Танька послушалась. Она сама сильно устала от учебы в двух школах, да еще заболела вдруг. В последний день перед каникулами проснулась с больным горлом и температурой. Еле поднялась, чтобы собраться в школу: седьмой «А» собирался всем классом фотографироваться, и Танька всю ночь спала на бигудях, но пошатнулась и упала без сознания. Позже пришел врач по вызову, осмотрел и сказал: «Скарлатина. Для подростка явление редкое и опасное. Бывают случаи летального исхода». И выписал антибиотики.

Недели две Танька мучилась от саднящего горла, температурила, впадала в забытье, бредила, изрыгала в таз все, что попадало в пищевод, и не вставала с кровати. Олежка приносил из кухни сок, яблоки и печенье, складывал на тумбочку перед сестрой — она даже не прикасалась. Он, подождав, когда Танька заснет, все съедал сам, глотал слезы вперемежку с соком, и молился боженьке, как научила бабушка, чтобы тот не дал сестре умереть.

Аппетит к ней вернулся, температура спала, горло прошло, только тело покрылось странной сыпью и болячками — Танька не терпела зуда, расчесывалась до корост, но, в общем, чувствовала себя неплохо. Жаль, гулять не разрешали ни ей, ни брату — оба сидели дома под карантином. Опять дразниться начали, а потом ей стало скучно: дошколенок не лучшая компания для девчонки-подростка. Телик смотреть не хотелось, от чтения книжек болели глаза, игра на скрипке только взвинчивала мелкого, а он и так уж ей поднадоел, деваться некуда. И Танька сняла со стены мамину гитару с атласным бантиком и переводной картинкой артистки Пугачевой. Струн на гитаре было семь, и мама могла сыграть все, что угодно, на трех аккордах.

— Мам, а научи меня играть песню про туман?
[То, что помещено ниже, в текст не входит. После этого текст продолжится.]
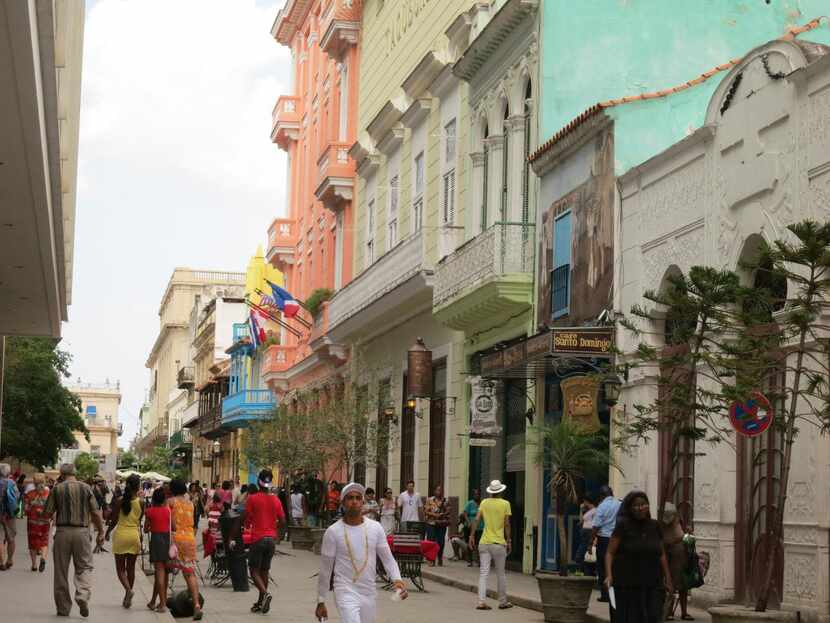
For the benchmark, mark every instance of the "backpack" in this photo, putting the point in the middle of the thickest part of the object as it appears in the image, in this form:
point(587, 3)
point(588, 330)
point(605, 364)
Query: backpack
point(8, 501)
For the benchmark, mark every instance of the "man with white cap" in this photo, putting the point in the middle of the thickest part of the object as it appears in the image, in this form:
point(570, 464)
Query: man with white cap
point(494, 544)
point(350, 548)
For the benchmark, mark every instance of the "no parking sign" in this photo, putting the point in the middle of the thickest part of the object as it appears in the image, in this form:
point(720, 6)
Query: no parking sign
point(753, 416)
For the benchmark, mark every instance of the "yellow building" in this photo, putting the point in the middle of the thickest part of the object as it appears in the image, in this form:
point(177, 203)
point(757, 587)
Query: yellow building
point(99, 404)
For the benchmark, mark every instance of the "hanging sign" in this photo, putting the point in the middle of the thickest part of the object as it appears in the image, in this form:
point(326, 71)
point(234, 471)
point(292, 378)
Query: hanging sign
point(579, 397)
point(484, 408)
point(752, 417)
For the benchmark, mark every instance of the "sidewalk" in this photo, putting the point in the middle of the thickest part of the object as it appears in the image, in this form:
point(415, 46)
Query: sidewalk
point(522, 589)
point(27, 595)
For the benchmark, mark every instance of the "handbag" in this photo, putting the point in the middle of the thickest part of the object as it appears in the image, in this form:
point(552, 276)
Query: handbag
point(173, 550)
point(591, 555)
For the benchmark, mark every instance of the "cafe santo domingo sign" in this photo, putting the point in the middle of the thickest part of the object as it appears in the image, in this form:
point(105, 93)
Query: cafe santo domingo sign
point(536, 356)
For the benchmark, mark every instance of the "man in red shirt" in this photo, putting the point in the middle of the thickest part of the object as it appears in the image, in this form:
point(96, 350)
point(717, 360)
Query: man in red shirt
point(265, 515)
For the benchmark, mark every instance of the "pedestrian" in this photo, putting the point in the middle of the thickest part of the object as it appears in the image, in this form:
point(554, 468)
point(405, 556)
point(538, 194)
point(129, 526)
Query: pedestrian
point(8, 506)
point(438, 518)
point(298, 506)
point(181, 509)
point(265, 515)
point(410, 505)
point(495, 543)
point(350, 550)
point(388, 512)
point(678, 556)
point(636, 565)
point(73, 506)
point(586, 536)
point(604, 521)
point(126, 536)
point(332, 501)
point(471, 511)
point(37, 522)
point(371, 509)
point(158, 524)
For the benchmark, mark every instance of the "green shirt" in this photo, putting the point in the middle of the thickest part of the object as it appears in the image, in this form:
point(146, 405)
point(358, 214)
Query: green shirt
point(494, 511)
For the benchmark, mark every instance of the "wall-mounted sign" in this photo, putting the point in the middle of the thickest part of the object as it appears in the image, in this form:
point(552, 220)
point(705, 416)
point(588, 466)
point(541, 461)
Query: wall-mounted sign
point(419, 371)
point(752, 417)
point(484, 407)
point(589, 341)
point(579, 402)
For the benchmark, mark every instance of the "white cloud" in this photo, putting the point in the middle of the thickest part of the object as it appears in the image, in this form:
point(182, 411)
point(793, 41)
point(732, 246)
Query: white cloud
point(176, 166)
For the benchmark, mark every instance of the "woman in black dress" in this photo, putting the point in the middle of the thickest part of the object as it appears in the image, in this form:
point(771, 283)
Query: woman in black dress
point(636, 564)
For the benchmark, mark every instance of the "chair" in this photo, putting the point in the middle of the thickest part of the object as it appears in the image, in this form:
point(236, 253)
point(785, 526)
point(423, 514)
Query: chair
point(406, 548)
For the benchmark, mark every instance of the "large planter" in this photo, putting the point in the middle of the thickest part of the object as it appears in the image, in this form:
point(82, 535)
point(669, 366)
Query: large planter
point(317, 539)
point(743, 614)
point(565, 599)
point(300, 537)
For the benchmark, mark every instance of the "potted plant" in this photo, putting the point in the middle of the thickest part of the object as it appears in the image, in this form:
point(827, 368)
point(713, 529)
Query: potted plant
point(569, 454)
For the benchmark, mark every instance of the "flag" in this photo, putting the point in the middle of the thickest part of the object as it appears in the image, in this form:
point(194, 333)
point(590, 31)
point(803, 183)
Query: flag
point(257, 333)
point(285, 302)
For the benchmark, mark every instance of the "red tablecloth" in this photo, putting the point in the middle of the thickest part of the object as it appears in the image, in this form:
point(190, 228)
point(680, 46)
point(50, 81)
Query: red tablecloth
point(429, 549)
Мама охотно исполнила песню, показала дочери свои три аккорда, и ушла на работу. К ее приходу Танькины пальцы легко и свободно передвигались по грифу, создавая затейливый аккомпанемент, а правильно поставленный уроками сольфеджио голос звучал прочувствованно и с надрывом:

«Сиреневый тума-ааан

над нами проплыва-аа-ет,

над тамбуром гори-ииит

вечерняя звезда.

Ко-аа-ндуктор не спеши-ыыт,

кондуктор понима-ааа-е-ээт...»

 

— А помните, как Танюшка пела ту песню про кондуктора? — услышал Олежка. Он открыл глаза, боли не было. Мама сидела в своем любимом кресле и тихо улыбалась.